La expresión del rostro de Dick cambió instantáneamente. Se arquearon sus cejas, la boca marcó un gesto duro; desapareció parte de su serenidad.

—Me lo temía —dijo—. Me temía que usted estuviera dentro del plan, pero no podía comprender de qué manera. ¿Tiene usted amigos en el campo, señora Lansdown?

—Sí, algunos. ¿Por qué?

Dick observó que en el escritorio había un aparato telefónico.

—¿Están ustedes abonadas al teléfono? Perfectamente. Si yo les aviso a ustedes, ¿podrían salir de esta casa a los pocos minutos? Mi primera intención fue decirles a ustedes que salieran esta misma noche, pero creo que no será necesario. La señora Lansdown le miraba atónita.

—¿Tiene usted la bondad de decirme qué quiere decir todo esto,
mister
Martin?

—No puedo decírselo a usted ahora. Empiezo a salir de la oscuridad, pero aún no distingo bien los objetos que surgen de ella, Sinceramente creo que ustedes dos están fuera de peligro y que nadie las molestará... por ahora.

—¿Todo eso está relacionado con la llave? —preguntó Sybil, sorprendida de ver tan serio a Dick.

—Todo. ¿Qué clase de hombre era el último
lord
Selford?

La pregunte iba dirigida a la madre de Sybil.

—Un hombre antipático —respondió ella—. En su vida hubo dos o tres hechos de los que no me gusta hablar, a pesar de conocer la verdad. Todos los Selfords fueron iguales. El fundador de la casa, en el siglo quince, observaba tan horrible conducta que fue excomulgado por el Papa. ¿No ha oído usted hablar de las tumbas de los Selfords?

—No —respondió Dick.

Aparentemente, no dio importancia a estas palabras. ¡Tumbas! En su espíritu se alzó el recuerdo de Lew Pheeney— el hombre que murió porque había visto demasiado—, el ladrón de tumbas. Tuvo que hacer una fuerte contracción de músculos para no alterar la expresión impasible de su rostro.

—Probablemente —continuó la madre de Sybil—, no le interesarán a usted las antigüedades; pero si le interesan, yo puedo ofrecerle a usted algunos detalles.

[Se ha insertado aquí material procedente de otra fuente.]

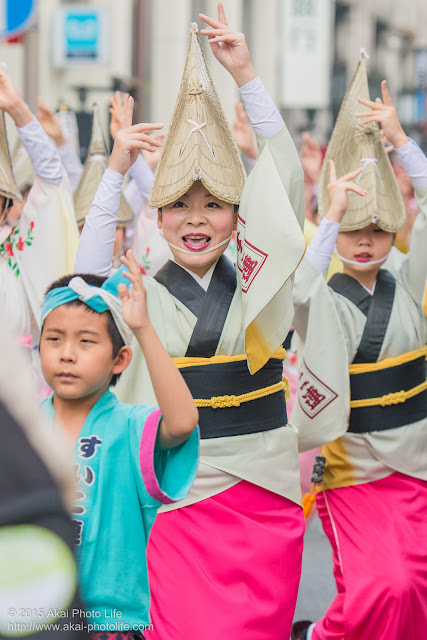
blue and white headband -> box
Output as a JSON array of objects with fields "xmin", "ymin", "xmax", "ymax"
[{"xmin": 41, "ymin": 265, "xmax": 133, "ymax": 345}]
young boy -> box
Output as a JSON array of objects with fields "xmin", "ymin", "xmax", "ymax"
[
  {"xmin": 40, "ymin": 253, "xmax": 198, "ymax": 638},
  {"xmin": 292, "ymin": 53, "xmax": 427, "ymax": 640}
]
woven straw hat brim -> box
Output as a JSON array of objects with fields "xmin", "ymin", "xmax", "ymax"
[
  {"xmin": 149, "ymin": 23, "xmax": 246, "ymax": 209},
  {"xmin": 12, "ymin": 138, "xmax": 34, "ymax": 193},
  {"xmin": 0, "ymin": 110, "xmax": 22, "ymax": 200},
  {"xmin": 319, "ymin": 56, "xmax": 406, "ymax": 233}
]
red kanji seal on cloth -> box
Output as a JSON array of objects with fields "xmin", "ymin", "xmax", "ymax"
[
  {"xmin": 236, "ymin": 216, "xmax": 268, "ymax": 293},
  {"xmin": 298, "ymin": 360, "xmax": 338, "ymax": 418}
]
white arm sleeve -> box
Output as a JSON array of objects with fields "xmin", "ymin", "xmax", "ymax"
[
  {"xmin": 129, "ymin": 153, "xmax": 154, "ymax": 202},
  {"xmin": 74, "ymin": 169, "xmax": 123, "ymax": 276}
]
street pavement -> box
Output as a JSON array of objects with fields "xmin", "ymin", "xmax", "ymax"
[{"xmin": 294, "ymin": 514, "xmax": 337, "ymax": 621}]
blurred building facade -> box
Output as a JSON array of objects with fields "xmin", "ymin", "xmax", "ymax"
[{"xmin": 0, "ymin": 0, "xmax": 427, "ymax": 148}]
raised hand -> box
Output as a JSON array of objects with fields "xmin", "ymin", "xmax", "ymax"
[
  {"xmin": 355, "ymin": 80, "xmax": 408, "ymax": 148},
  {"xmin": 233, "ymin": 100, "xmax": 258, "ymax": 160},
  {"xmin": 326, "ymin": 160, "xmax": 368, "ymax": 222},
  {"xmin": 37, "ymin": 96, "xmax": 66, "ymax": 147},
  {"xmin": 300, "ymin": 131, "xmax": 323, "ymax": 184},
  {"xmin": 142, "ymin": 133, "xmax": 166, "ymax": 171},
  {"xmin": 108, "ymin": 97, "xmax": 163, "ymax": 176},
  {"xmin": 118, "ymin": 249, "xmax": 151, "ymax": 333},
  {"xmin": 199, "ymin": 2, "xmax": 257, "ymax": 87}
]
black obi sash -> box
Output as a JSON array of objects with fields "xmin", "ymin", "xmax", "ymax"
[
  {"xmin": 329, "ymin": 269, "xmax": 427, "ymax": 433},
  {"xmin": 154, "ymin": 255, "xmax": 237, "ymax": 358},
  {"xmin": 155, "ymin": 255, "xmax": 287, "ymax": 438}
]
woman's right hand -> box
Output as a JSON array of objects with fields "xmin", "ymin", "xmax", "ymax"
[{"xmin": 326, "ymin": 160, "xmax": 368, "ymax": 223}]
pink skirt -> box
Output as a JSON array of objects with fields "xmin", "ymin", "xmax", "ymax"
[
  {"xmin": 144, "ymin": 481, "xmax": 304, "ymax": 640},
  {"xmin": 312, "ymin": 473, "xmax": 427, "ymax": 640}
]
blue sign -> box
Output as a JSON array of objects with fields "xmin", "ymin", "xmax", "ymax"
[
  {"xmin": 0, "ymin": 0, "xmax": 37, "ymax": 38},
  {"xmin": 64, "ymin": 11, "xmax": 100, "ymax": 59}
]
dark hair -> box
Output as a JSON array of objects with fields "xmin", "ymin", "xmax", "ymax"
[{"xmin": 42, "ymin": 273, "xmax": 125, "ymax": 387}]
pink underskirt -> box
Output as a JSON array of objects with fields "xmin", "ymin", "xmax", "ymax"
[
  {"xmin": 312, "ymin": 473, "xmax": 427, "ymax": 640},
  {"xmin": 144, "ymin": 481, "xmax": 304, "ymax": 640}
]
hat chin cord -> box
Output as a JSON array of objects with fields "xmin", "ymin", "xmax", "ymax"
[
  {"xmin": 160, "ymin": 229, "xmax": 233, "ymax": 256},
  {"xmin": 335, "ymin": 247, "xmax": 391, "ymax": 267}
]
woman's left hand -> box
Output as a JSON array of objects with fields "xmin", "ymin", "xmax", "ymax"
[{"xmin": 199, "ymin": 2, "xmax": 257, "ymax": 87}]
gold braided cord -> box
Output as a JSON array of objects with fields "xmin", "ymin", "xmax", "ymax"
[
  {"xmin": 194, "ymin": 377, "xmax": 289, "ymax": 409},
  {"xmin": 172, "ymin": 347, "xmax": 286, "ymax": 369},
  {"xmin": 350, "ymin": 380, "xmax": 427, "ymax": 409},
  {"xmin": 348, "ymin": 346, "xmax": 427, "ymax": 375}
]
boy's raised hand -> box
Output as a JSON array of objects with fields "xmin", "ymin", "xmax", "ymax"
[
  {"xmin": 0, "ymin": 64, "xmax": 34, "ymax": 127},
  {"xmin": 326, "ymin": 160, "xmax": 367, "ymax": 223},
  {"xmin": 300, "ymin": 131, "xmax": 323, "ymax": 184},
  {"xmin": 355, "ymin": 80, "xmax": 408, "ymax": 148},
  {"xmin": 118, "ymin": 249, "xmax": 151, "ymax": 333},
  {"xmin": 199, "ymin": 2, "xmax": 257, "ymax": 87},
  {"xmin": 108, "ymin": 96, "xmax": 163, "ymax": 176}
]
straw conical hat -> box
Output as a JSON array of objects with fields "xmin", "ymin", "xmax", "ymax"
[
  {"xmin": 12, "ymin": 138, "xmax": 34, "ymax": 193},
  {"xmin": 74, "ymin": 104, "xmax": 134, "ymax": 226},
  {"xmin": 0, "ymin": 110, "xmax": 22, "ymax": 200},
  {"xmin": 149, "ymin": 23, "xmax": 246, "ymax": 209},
  {"xmin": 319, "ymin": 54, "xmax": 405, "ymax": 233}
]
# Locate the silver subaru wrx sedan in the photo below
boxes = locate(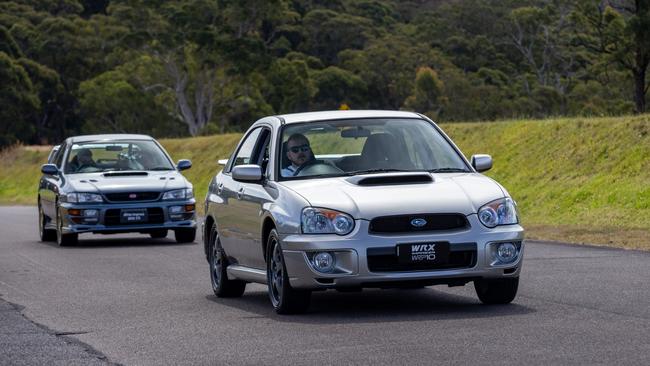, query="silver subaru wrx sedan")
[203,111,524,314]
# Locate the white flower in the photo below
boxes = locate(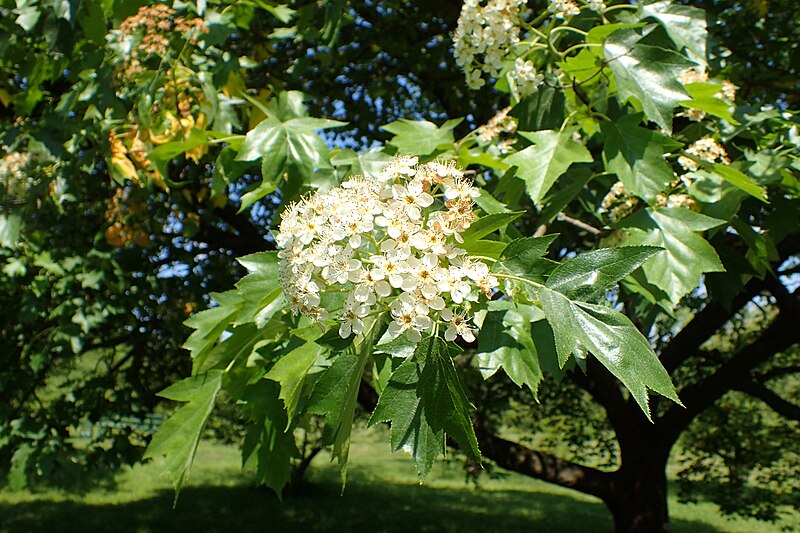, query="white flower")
[392,181,433,219]
[339,301,370,339]
[547,0,581,19]
[586,0,606,13]
[386,295,433,342]
[275,158,497,342]
[453,0,525,89]
[678,137,731,172]
[442,308,477,342]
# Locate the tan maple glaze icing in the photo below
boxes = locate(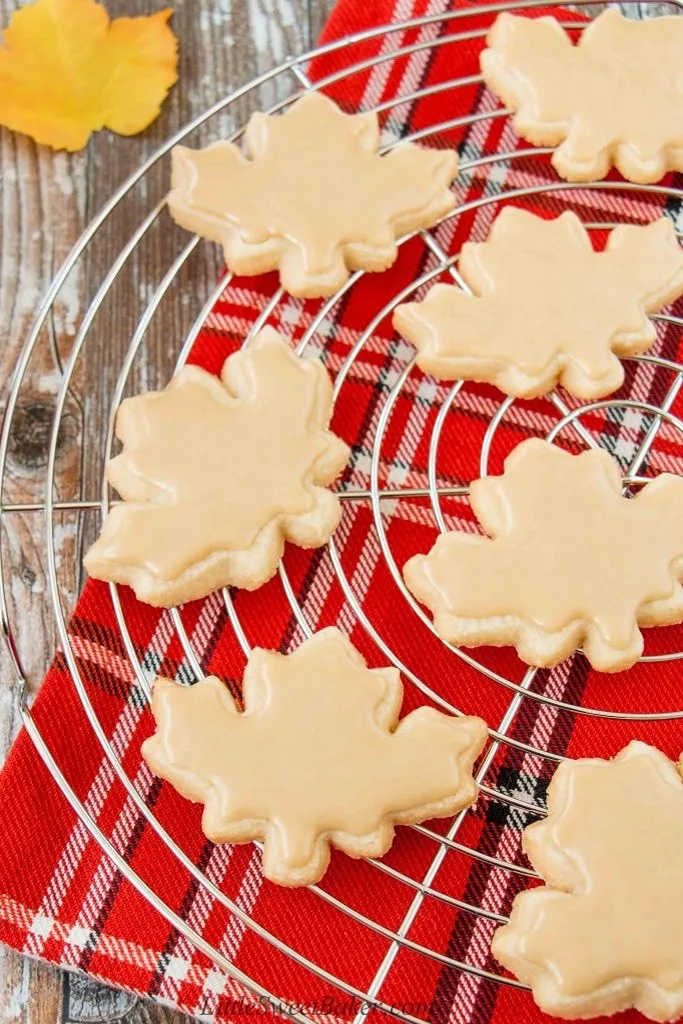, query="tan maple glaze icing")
[169,93,458,295]
[394,207,683,397]
[143,629,486,884]
[404,438,683,671]
[480,8,683,182]
[493,742,683,1020]
[86,329,348,598]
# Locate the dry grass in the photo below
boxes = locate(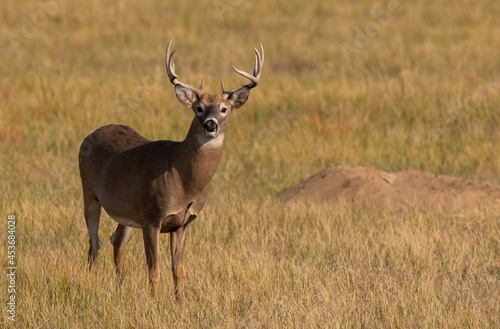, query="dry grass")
[0,0,500,328]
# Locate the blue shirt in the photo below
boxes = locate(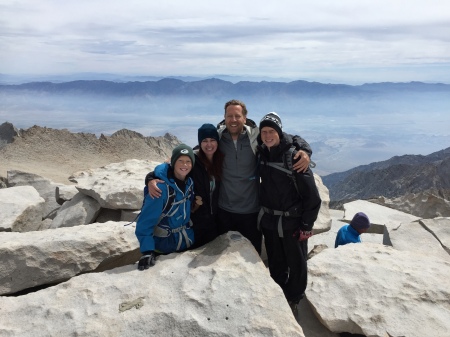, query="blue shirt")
[334,225,361,248]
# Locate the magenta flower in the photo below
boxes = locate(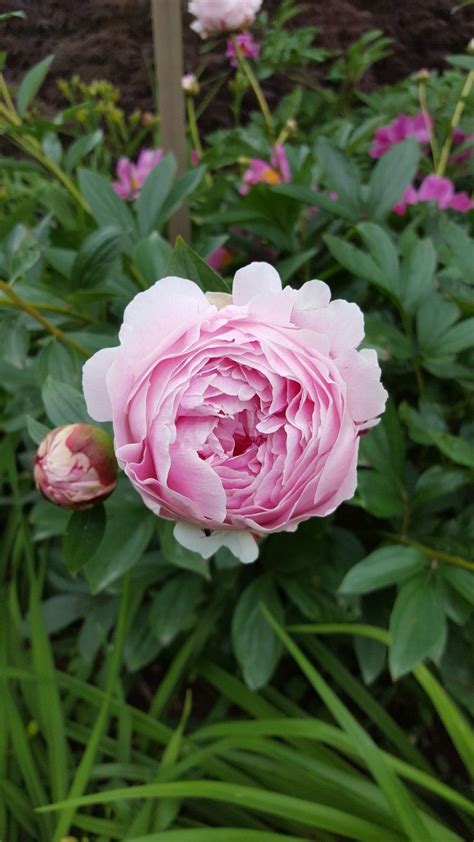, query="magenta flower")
[369,112,433,158]
[225,32,260,67]
[112,149,164,199]
[34,424,117,509]
[393,174,474,216]
[449,128,474,167]
[243,146,291,196]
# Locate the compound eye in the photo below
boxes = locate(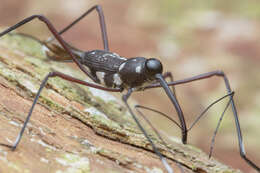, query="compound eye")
[145,58,163,75]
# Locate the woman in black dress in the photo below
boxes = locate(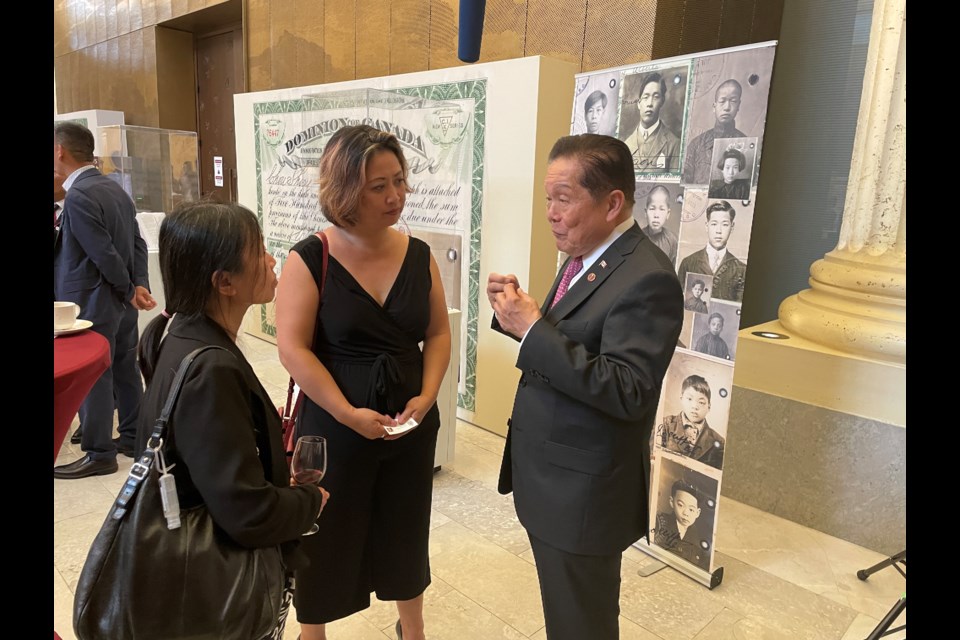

Precisamente esta tarde estuve leyendo algunos documentos.

Se levantó y se dirigió hacia una pequeña estantería colocada en un ángulo de la habitación; cogió un volumen encuadernado en vitela y amarillento por la acción de los años.

—Este es uno de los escasos tesoros que poseo. Es el original de la Crónica de Baxtes, impreso en mil quinientos ochenta y cuatro. Uno de los primeros libros hechos en la Prensa de Caxton... Aquí tiene usted el pasaje... No necesita usted leer el acto cometido por
sir
Hugh, porque lastima el crédito de nuestra familia.

Dick cogió el libro y leyó el párrafo que la señora Lansdown le señalaba con el dedo: «Sir Hugh, estando bajo la condenación de la Iglesia por sus pecados y habiéndosele negado el derecho a enterramiento conforme al rito de los caballeros cristianos, dispuso la construcción en sus estados de un gran panteón para él y los de su familia, el cual fue llamado «Tumbas de los Selfords», y al que dio su bendición fray Marcus, un santo varón de aquel tiempo, pero bendiciéndolo en secreto por temor a la excomunión. Y estas tumbas ordenó que fueran hechas en piedras curiosamente labradas con ángeles y santos, cuya vista sorprendían profundamente.»